Nick Kingham was one of the early success stories in the minors this season, but when news broke last Friday that he would make a spot start for the Pirates on Sunday, he caused only a minor ripple in fantasy circles. The Pirates rewarded the 26-year-old with the assignment after he went 2-1 with a 1.59 ERA, 0.97 WHIP and 27 strikeouts over 22.2 innings at Triple-A Indianapolis.
It was that last figure in the stat line that intrigued many of the fantasy owners who picked him up prior to his major league debut against the Cardinals. Kingham had not made his mark as a strikeout pitcher in the minors, particularly during his first season in Triple-A back in 2014, when he registered an 18.0 percent K-rate. He did surge early in 2015 with a 23.5 percent rate, but that season was cut short by Tommy John surgery. In his first full season back from the procedure, Kingham recorded a modest 19.3 percent strikeout rate at Indianapolis last year.

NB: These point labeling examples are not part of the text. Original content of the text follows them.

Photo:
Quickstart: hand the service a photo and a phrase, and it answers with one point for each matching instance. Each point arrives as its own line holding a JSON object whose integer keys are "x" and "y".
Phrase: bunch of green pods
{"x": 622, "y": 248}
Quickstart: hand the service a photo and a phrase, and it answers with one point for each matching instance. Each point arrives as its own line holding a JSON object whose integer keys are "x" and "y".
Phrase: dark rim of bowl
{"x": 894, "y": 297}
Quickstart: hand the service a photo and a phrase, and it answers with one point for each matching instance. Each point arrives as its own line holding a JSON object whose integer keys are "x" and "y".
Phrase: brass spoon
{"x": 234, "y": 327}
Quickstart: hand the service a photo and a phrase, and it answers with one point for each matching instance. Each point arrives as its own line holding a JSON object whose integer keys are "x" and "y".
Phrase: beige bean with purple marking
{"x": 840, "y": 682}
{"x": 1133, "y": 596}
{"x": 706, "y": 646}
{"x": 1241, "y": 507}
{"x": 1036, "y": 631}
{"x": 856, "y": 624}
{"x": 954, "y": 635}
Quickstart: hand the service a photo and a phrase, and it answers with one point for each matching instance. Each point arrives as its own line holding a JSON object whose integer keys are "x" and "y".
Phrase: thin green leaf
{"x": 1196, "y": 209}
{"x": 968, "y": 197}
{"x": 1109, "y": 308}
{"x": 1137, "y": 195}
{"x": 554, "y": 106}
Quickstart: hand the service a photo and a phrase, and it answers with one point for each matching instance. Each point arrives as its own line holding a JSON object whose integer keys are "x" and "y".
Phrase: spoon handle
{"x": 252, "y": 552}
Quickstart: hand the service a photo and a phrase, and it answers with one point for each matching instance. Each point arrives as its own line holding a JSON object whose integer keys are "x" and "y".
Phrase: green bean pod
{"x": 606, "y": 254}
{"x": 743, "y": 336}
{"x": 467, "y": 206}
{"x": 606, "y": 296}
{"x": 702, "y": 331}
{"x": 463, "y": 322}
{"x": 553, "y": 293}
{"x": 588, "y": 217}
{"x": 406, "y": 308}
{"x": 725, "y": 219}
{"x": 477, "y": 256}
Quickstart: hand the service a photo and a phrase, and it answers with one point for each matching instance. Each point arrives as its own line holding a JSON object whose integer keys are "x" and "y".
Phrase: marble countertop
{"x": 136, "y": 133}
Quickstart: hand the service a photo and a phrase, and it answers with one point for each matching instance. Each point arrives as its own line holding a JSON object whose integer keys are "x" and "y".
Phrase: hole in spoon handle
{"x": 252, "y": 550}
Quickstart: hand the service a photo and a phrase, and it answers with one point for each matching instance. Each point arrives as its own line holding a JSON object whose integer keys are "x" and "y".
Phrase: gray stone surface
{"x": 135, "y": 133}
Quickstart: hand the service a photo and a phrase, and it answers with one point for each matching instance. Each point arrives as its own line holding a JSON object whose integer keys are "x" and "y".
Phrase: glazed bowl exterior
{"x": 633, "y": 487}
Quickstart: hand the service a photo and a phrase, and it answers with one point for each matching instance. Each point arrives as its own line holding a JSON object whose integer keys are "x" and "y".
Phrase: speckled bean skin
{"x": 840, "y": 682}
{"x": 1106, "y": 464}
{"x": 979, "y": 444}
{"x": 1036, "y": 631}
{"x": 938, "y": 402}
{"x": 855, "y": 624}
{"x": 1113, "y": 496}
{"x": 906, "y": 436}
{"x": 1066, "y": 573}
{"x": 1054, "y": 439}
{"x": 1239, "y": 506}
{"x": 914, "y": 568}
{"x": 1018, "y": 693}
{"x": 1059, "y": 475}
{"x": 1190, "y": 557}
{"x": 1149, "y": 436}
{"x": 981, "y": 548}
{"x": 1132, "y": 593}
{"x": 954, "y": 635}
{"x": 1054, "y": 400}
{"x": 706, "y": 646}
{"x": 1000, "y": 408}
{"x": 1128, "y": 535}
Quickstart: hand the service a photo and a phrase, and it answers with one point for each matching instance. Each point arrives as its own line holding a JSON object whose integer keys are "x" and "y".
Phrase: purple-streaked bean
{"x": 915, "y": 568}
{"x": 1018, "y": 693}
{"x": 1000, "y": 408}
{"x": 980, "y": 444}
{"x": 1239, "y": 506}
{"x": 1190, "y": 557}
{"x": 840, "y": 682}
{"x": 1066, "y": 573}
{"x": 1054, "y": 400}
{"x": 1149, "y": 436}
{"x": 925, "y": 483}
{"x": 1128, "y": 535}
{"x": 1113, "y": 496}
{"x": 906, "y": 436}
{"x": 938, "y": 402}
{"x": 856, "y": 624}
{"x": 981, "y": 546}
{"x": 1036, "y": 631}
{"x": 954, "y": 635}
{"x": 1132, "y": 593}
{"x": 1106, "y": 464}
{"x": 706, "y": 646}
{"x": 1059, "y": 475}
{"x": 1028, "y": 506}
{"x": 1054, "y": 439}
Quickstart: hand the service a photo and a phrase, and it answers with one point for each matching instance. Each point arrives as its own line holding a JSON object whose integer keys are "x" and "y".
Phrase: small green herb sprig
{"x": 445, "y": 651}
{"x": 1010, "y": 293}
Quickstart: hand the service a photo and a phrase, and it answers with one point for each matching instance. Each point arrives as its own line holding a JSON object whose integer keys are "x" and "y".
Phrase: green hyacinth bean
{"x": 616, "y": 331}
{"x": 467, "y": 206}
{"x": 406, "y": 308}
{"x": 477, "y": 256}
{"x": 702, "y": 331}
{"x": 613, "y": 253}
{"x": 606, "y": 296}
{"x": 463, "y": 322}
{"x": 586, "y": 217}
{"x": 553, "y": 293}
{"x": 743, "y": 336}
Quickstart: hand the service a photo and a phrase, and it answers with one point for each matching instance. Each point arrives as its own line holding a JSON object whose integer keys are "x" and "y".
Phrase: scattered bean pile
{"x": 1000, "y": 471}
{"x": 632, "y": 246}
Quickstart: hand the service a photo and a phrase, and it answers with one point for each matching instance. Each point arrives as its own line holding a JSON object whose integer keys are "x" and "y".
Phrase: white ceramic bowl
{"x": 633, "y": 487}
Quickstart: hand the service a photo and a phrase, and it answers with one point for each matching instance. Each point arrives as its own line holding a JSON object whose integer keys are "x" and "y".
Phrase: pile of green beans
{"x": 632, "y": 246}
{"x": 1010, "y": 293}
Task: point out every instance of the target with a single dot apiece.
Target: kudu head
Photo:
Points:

This season’s 30.3 percent strikeout rate over four starts coincided with Kingham introducing a slider into his arsenal. In his major league debut, he employed the slider for 32 of his 98 pitches, and batters whiffed on them 12 times. Kingham also racked up 11 called strikes on his four-seamer, which he threw 42 times. Those two trends enabled Kingham to tally nine strikeouts with no walks over seven innings. He was a tossing a perfect game for the first 6.2 of those innings and wound up allowing only a Paul DeJong ground ball single.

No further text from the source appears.